Por: ALEJANDRO AGUIRRE 
29 de mayo 2019 , 12:09 p.m.

Casi 35 años después, la fábula narrativa alrededor de John Edison Castaño aún sigue en construcción: “era otro Maradona”.

Sin embargo, no hay estadísticas ni grandes logros ni mucho menos extensos registros en YouTube que corroboren la teoría. Se trató, cruda y llanamente, de un concepto a veces. De un boca a boca respaldado única y exclusivamente por las imágenes del Suramericano Juvenil de 1985, cuando, con sus regates y goles, se convirtió en el mejor jugador del torneo y llevó al seleccionado al Mundial de la Unión Soviética, donde, por cuenta de una neumonía, no brilló lo suficiente.

Llevaba en su espalda el número 17. No jugaba con la 10 “por agüero” y, dice, que por estrategia. Era ambidiestro y podía hacer las veces de armador o de puntero (extremo) izquierdo o derecho. Le daba igual. Tenía una gambeta endiablada. El presidente Belisario Betancur lo condecoró en Palacio y lo nombró héroe nacional (y lo regañó por un gol que no fue). Castaño pasó a ser un mito.

Salió del Deportivo Pereira (el equipo de su ciudad) y luego del Suramericano Juvenil pasó por varios equipos: América de Cali (que no le dio muchas oportunidades), Atlético Nacional, Racing (de Argentina), Santa Fe, Once Caldas, Quindío y Huila. Anotó algo menos de 80 goles en su carrera. Probó la droga y le gustó la fiesta.
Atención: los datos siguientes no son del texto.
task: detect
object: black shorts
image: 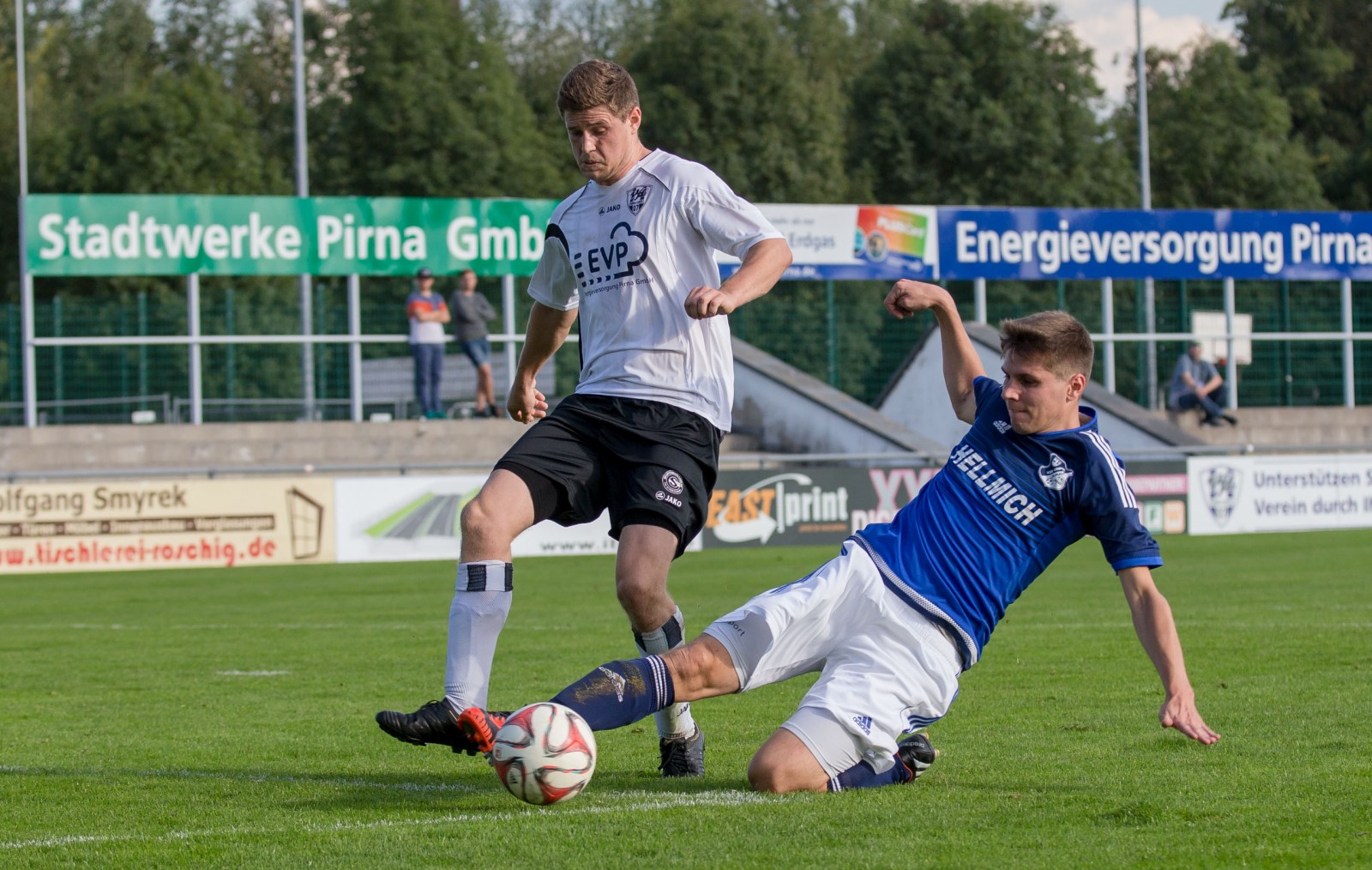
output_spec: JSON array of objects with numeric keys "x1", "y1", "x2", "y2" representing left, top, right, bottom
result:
[{"x1": 496, "y1": 394, "x2": 725, "y2": 556}]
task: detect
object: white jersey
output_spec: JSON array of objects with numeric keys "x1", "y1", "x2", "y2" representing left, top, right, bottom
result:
[{"x1": 528, "y1": 151, "x2": 784, "y2": 432}]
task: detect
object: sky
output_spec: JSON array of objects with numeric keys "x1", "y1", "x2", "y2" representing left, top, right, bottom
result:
[{"x1": 1052, "y1": 0, "x2": 1233, "y2": 103}]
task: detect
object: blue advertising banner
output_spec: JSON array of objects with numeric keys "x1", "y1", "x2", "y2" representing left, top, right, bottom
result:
[{"x1": 938, "y1": 208, "x2": 1372, "y2": 281}]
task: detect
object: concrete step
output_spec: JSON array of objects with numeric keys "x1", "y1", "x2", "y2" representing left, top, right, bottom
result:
[{"x1": 1154, "y1": 406, "x2": 1372, "y2": 449}]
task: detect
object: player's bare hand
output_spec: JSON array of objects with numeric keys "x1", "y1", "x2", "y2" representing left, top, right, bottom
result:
[
  {"x1": 686, "y1": 287, "x2": 737, "y2": 320},
  {"x1": 505, "y1": 384, "x2": 547, "y2": 426},
  {"x1": 887, "y1": 279, "x2": 948, "y2": 320},
  {"x1": 1158, "y1": 694, "x2": 1219, "y2": 745}
]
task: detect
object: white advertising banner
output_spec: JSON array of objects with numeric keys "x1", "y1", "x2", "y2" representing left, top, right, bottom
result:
[
  {"x1": 1187, "y1": 453, "x2": 1372, "y2": 535},
  {"x1": 0, "y1": 476, "x2": 334, "y2": 574},
  {"x1": 334, "y1": 474, "x2": 700, "y2": 563}
]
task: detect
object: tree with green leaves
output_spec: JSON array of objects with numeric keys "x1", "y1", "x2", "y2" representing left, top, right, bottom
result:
[
  {"x1": 1114, "y1": 39, "x2": 1329, "y2": 208},
  {"x1": 1225, "y1": 0, "x2": 1372, "y2": 210},
  {"x1": 320, "y1": 0, "x2": 565, "y2": 196}
]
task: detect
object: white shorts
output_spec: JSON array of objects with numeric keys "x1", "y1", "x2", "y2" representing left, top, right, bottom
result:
[{"x1": 705, "y1": 542, "x2": 962, "y2": 776}]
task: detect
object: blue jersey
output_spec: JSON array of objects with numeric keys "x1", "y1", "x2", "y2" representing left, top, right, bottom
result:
[{"x1": 853, "y1": 378, "x2": 1162, "y2": 669}]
Chocó carros y malgastó dinero. Cerró su fútbol a los 32 años, tras no soportar más las inyecciones que tenía que ponerse para que su pierna derecha funcionara y le respondiera para jugar. Pierna que tiene destrozada por la artrosis.

Llegó a pesar 110 kilos y a no salir de su casa en meses.
Hoy, no le cabe la menor duda de que, si tuviera 20 años, jugaría al lado de Messi. Sabe que mide lo mismo que Maradona (1,68 m) y que, como los dos monstruos argentinos, ese no era impedimento para ser un fenómeno.

Cuando programó su partido de despedida, con los cracks de los años noventa, desmontaron la gramilla del estadio de Pereira y nunca se pudo despedir.

En esta ciudad, donde nació y vive, hablar de él es hablar de una leyenda, de una especie de genio secreto del fútbol, quien, aún hoy, los hinchas se toman fotografías con él en la calle.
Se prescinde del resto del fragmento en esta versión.